Regeln können auch Pflegedienste betreffen

Die neue Regelung würde auch für andere Dienstleistungen gelten, die über internationale Online-Portale angeboten werden, etwa Kinderbetreuung oder Altenpflege, Reinigungsdienste oder Reparaturarbeiten. Wer auf diese Weise Geld verdient, muss dafür in der Regel Steuern zahlen. Allerdings sind Kontrollen schwierig. Durch derartige Steuerhinterziehung entgehen dem Staat jedes Jahr Einnahmen in dreistelliger Millionenhöhe, schätzen die Finanzminister. Auch wird dadurch der Wettbewerb verzerrt. Wer keine Steuern zahlt, kann Dienstleistungen günstiger anbieten.

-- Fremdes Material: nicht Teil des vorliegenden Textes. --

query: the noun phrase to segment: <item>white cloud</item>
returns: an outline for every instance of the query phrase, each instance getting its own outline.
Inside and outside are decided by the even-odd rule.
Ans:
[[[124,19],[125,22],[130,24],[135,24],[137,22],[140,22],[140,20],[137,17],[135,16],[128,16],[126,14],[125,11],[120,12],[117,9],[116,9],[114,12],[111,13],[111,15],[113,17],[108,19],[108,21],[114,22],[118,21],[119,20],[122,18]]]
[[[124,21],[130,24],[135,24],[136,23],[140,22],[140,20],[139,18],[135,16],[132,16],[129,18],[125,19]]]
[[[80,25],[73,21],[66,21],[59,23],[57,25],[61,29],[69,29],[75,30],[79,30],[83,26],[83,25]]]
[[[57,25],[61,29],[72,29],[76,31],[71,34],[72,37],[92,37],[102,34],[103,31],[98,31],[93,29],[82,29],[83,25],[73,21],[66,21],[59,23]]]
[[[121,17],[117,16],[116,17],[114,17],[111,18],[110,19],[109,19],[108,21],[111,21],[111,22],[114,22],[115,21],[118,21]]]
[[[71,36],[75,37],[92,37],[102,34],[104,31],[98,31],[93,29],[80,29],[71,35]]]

Für den Warenverkehr gibt inzwischen einige Einschränkungen. Im vergangenen Dezember hat der Bundestag ein Haftungsgesetz für Betreiber von internationalen Online-Marktplätzen beschlossen. Dieses schreibt vor, dass sich Lieferanten aus Nicht-EU-Ländern bei Verkaufsportalen mit ihrer Steuernummer registrieren müssen. Damit soll sichergestellt werden, dass Händler Nicht-EU-Ländern Umsatzsteuer in Deutschland zahlen, wenn sie hierzulande über Internetplattformen Geschäfte machen. Häufig verschicken Lieferanten aus Asien ihre Waren, ohne die Umsatzsteuer von 19 Prozent in Rechnung zu stellen, und können damit ehrliche Konkurrenten unterboten.

Mehr als 12 000 Händler aus Fernost registriert

Die Betreiber von elektronischen Marktplätzen wie etwa Ebay oder Amazon, die diesen Handel ermöglichen, müssen die Adressen, Steuernummern und Umsätze ihrer Händler erfassen, um eine Prüfung der Steuerbehörden zu ermöglichen. Tun sie das nicht und werden entdeckt, dann müssen sie für die die entgangenen Steuern aufkommen.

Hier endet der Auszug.